Ils me font rire, tous ces journalistes, tous ces spécialistes de la météo, à la télé, dans les journaux, sur Internet, etc… parce que si on les écoute, c’est la catastrophe parce qu’il fait un poil trop chaud. OK, il a peut-être fait un peu plus chaud que d’habitude mais il ne faut rien exagérer, on est quand même en été à ce que je sache. Et je crois que je le sache bien. Non, ce qui vient de se passer et qui risque de recommencer dans quelques jours, c’est juste un été qui n’est pas pourri. Et quand je me souviens du nombre de gens qui se plaignaient, parfois « oui, on est en été, il fait froid, il pleut, c’est pas juste, nous, on est en vacances et on peut même pas en profiter » et tout et tout… Alors, j’espère que ces mêmes gens sont ravis d’avoir enfin eu chaud. Et j’espère qu’ils ne se sont pas plaints de transpirer un peu plus qu’en temps normal.

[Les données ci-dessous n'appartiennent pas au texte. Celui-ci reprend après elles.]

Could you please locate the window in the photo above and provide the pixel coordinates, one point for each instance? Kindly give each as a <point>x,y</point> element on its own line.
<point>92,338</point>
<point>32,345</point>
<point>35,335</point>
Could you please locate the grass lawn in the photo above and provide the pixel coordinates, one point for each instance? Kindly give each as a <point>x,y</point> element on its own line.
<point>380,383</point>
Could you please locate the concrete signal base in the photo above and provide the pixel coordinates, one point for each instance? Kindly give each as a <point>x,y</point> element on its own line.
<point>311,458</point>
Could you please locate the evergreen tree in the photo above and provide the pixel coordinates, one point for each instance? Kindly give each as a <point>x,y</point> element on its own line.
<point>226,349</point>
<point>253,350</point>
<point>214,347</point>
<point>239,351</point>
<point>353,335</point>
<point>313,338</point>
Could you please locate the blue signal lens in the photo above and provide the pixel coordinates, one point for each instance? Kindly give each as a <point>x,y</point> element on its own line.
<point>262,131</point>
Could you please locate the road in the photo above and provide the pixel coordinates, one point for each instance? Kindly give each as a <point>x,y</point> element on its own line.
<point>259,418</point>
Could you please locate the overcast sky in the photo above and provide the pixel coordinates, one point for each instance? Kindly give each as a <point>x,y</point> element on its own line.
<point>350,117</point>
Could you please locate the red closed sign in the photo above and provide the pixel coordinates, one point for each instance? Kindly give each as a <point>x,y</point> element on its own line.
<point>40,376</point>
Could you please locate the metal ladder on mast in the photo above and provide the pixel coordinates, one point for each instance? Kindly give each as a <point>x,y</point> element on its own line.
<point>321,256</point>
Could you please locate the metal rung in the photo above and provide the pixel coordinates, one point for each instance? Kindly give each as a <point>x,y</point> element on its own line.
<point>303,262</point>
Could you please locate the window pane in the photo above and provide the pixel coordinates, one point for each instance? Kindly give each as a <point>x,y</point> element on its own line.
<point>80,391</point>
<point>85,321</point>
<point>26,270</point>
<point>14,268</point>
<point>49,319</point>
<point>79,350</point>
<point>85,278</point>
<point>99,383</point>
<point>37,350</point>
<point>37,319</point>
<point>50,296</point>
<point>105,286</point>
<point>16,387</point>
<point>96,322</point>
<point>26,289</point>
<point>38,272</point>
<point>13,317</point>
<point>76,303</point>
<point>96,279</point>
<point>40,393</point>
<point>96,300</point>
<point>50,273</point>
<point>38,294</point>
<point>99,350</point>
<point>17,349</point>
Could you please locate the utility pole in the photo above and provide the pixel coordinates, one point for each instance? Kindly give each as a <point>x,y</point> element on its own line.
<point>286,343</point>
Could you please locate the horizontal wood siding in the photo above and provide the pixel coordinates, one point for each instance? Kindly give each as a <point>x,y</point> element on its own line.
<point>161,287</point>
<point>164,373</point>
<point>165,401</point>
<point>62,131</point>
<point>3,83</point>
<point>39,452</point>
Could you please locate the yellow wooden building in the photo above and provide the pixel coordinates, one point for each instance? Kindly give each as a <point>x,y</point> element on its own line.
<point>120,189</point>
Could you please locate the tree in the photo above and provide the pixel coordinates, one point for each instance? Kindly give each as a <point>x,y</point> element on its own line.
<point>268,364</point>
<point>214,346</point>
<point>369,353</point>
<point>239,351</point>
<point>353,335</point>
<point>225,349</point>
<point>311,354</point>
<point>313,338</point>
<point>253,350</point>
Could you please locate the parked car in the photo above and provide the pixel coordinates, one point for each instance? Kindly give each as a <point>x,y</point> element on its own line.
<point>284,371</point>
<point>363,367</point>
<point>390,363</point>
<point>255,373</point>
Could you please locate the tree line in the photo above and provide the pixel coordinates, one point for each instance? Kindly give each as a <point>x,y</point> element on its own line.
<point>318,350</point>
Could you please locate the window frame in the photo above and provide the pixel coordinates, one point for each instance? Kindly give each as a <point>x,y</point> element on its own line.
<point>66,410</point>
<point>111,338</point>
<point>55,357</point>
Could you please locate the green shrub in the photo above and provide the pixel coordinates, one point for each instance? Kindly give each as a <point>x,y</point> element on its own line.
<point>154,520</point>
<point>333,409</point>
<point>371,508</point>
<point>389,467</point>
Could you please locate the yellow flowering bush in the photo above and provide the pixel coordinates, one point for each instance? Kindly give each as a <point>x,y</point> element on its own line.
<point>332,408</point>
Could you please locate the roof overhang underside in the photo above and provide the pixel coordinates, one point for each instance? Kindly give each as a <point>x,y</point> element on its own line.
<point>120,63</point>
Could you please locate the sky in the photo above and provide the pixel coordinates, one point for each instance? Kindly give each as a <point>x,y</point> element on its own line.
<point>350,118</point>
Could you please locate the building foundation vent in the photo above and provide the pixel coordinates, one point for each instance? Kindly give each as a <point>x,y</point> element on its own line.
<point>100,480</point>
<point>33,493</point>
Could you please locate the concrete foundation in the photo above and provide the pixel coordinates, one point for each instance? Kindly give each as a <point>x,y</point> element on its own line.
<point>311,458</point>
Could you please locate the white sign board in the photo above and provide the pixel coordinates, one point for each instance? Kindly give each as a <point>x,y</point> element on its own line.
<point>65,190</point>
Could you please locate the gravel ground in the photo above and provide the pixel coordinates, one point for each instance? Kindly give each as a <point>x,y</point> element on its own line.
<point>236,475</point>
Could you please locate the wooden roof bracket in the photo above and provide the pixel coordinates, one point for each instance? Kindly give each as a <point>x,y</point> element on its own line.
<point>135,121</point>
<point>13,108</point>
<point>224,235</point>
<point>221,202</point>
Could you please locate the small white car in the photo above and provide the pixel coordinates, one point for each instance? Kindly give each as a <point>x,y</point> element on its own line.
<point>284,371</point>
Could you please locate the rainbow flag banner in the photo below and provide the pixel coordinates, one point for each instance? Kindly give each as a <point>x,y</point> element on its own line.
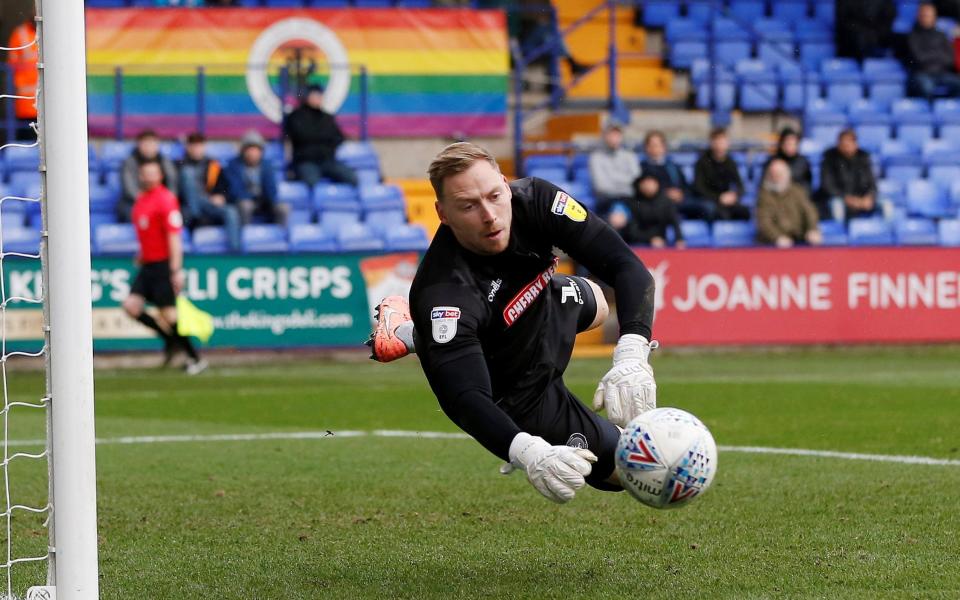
<point>429,72</point>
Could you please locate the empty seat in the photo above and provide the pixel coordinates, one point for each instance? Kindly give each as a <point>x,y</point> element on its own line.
<point>696,233</point>
<point>261,238</point>
<point>834,233</point>
<point>356,237</point>
<point>734,234</point>
<point>210,240</point>
<point>916,232</point>
<point>116,238</point>
<point>406,238</point>
<point>949,232</point>
<point>870,232</point>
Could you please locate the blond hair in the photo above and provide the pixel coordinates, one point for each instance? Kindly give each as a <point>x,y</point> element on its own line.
<point>456,158</point>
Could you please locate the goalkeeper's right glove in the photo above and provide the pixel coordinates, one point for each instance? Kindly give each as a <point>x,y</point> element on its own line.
<point>556,471</point>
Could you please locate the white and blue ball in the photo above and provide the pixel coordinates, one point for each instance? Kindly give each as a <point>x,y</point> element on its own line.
<point>666,457</point>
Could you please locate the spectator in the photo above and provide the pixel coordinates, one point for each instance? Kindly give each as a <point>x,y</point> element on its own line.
<point>930,58</point>
<point>252,185</point>
<point>652,213</point>
<point>23,64</point>
<point>203,191</point>
<point>864,28</point>
<point>147,149</point>
<point>785,214</point>
<point>612,169</point>
<point>717,180</point>
<point>847,186</point>
<point>788,151</point>
<point>670,176</point>
<point>314,136</point>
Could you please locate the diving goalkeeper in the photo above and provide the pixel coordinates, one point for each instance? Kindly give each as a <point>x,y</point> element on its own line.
<point>494,325</point>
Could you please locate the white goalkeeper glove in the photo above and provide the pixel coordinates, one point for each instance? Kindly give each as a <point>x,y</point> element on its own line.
<point>556,471</point>
<point>628,388</point>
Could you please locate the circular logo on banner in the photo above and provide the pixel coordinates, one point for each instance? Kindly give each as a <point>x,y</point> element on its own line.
<point>286,31</point>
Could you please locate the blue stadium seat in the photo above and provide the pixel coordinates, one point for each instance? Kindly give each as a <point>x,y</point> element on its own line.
<point>834,233</point>
<point>657,13</point>
<point>555,175</point>
<point>21,240</point>
<point>406,238</point>
<point>294,193</point>
<point>358,155</point>
<point>116,238</point>
<point>949,232</point>
<point>381,197</point>
<point>734,234</point>
<point>356,237</point>
<point>332,221</point>
<point>870,232</point>
<point>790,10</point>
<point>308,237</point>
<point>383,220</point>
<point>926,199</point>
<point>696,233</point>
<point>264,238</point>
<point>547,161</point>
<point>210,240</point>
<point>340,197</point>
<point>916,232</point>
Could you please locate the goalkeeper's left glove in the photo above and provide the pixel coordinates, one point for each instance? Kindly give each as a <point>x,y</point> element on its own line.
<point>628,389</point>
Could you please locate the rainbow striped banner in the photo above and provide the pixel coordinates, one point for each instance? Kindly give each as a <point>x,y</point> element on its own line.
<point>430,72</point>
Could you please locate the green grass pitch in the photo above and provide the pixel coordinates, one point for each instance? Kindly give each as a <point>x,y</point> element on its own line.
<point>374,517</point>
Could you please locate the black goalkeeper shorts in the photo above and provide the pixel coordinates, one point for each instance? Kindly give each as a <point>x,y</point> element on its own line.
<point>559,417</point>
<point>153,283</point>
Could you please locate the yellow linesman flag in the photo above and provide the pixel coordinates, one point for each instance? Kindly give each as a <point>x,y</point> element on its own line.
<point>191,321</point>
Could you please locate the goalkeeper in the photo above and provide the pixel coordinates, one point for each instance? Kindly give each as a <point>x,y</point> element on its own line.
<point>494,326</point>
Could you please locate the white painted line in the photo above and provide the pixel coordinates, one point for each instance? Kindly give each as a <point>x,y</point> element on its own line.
<point>451,435</point>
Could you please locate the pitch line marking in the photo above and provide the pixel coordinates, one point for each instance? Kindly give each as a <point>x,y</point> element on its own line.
<point>391,433</point>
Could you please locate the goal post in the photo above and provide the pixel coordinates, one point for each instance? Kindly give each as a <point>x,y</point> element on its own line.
<point>62,120</point>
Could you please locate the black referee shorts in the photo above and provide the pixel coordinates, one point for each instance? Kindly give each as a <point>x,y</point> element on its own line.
<point>559,417</point>
<point>153,283</point>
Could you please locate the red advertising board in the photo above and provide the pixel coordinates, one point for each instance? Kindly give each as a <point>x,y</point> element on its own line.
<point>806,295</point>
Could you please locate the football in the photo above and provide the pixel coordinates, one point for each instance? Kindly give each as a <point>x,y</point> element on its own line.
<point>666,457</point>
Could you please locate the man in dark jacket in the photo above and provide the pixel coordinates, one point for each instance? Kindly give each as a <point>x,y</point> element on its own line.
<point>314,136</point>
<point>847,185</point>
<point>716,179</point>
<point>203,191</point>
<point>252,185</point>
<point>930,58</point>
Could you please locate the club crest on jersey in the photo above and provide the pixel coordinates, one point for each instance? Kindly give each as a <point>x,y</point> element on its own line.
<point>444,323</point>
<point>564,205</point>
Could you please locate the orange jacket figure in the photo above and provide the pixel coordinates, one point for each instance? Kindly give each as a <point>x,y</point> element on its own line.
<point>24,65</point>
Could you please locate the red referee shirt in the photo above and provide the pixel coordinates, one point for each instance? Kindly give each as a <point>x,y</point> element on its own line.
<point>156,214</point>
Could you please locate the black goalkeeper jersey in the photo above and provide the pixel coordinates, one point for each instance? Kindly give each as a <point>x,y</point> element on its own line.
<point>482,323</point>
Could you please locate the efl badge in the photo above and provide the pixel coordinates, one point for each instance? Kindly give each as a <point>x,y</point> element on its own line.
<point>444,320</point>
<point>570,208</point>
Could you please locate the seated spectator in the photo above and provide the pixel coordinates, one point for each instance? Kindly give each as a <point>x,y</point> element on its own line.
<point>651,214</point>
<point>670,176</point>
<point>785,214</point>
<point>314,136</point>
<point>251,184</point>
<point>930,58</point>
<point>788,150</point>
<point>612,169</point>
<point>203,191</point>
<point>147,149</point>
<point>717,180</point>
<point>847,186</point>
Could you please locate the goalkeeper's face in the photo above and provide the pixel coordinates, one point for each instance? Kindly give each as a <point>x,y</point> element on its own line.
<point>476,206</point>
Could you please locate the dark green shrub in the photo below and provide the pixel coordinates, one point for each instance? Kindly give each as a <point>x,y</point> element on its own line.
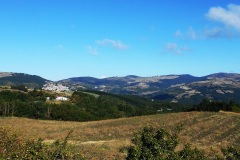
<point>13,147</point>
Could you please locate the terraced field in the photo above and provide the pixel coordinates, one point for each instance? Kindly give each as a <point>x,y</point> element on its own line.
<point>103,139</point>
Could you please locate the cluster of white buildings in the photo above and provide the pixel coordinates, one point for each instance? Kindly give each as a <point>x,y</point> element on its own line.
<point>55,87</point>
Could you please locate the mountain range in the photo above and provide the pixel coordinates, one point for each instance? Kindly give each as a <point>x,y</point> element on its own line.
<point>183,88</point>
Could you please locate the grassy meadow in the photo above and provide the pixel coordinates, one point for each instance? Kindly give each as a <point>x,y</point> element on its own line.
<point>103,139</point>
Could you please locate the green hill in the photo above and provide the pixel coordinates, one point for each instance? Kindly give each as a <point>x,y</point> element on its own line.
<point>31,81</point>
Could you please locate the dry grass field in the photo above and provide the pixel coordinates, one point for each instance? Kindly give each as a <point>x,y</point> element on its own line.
<point>103,139</point>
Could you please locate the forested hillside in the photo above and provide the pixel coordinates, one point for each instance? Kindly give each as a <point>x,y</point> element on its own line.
<point>93,105</point>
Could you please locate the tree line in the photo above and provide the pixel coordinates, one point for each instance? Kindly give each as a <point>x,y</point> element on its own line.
<point>84,106</point>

C’est comme tous ces jeunes qui sont morts noyés dans des endroits qui étaient interdits. Au moins, ils sont morts en se faisant plaisir. Bon, d’accord, ils se sont peut être fait mal mais tant pis, ils ont certainement pu se rafraîchir a minima. Et ces mômes qu’on a laissé cuire dans la voiture de leurs parents, après, peut-être que c’était juste pour connaître le degré d’ébullition d’un enfant en bas âge. Si ça se trouve, c’était juste pour faire avancer la science. Je ne vois pas pourquoi ça serait plus répréhensible que ce presque ancien faits-divers, vous vous souvenez, madame Courjault ? Alors, moi, je dis qu’il faudrait savoir ce qu’on veut : on n’aime pas les mères qui congèlent leurs enfants et on critique aussi celles qui les laissent rôtir dans une voiture. Même s’il y a un juste milieu, je pense qu’il faudrait savoir choisir son camp.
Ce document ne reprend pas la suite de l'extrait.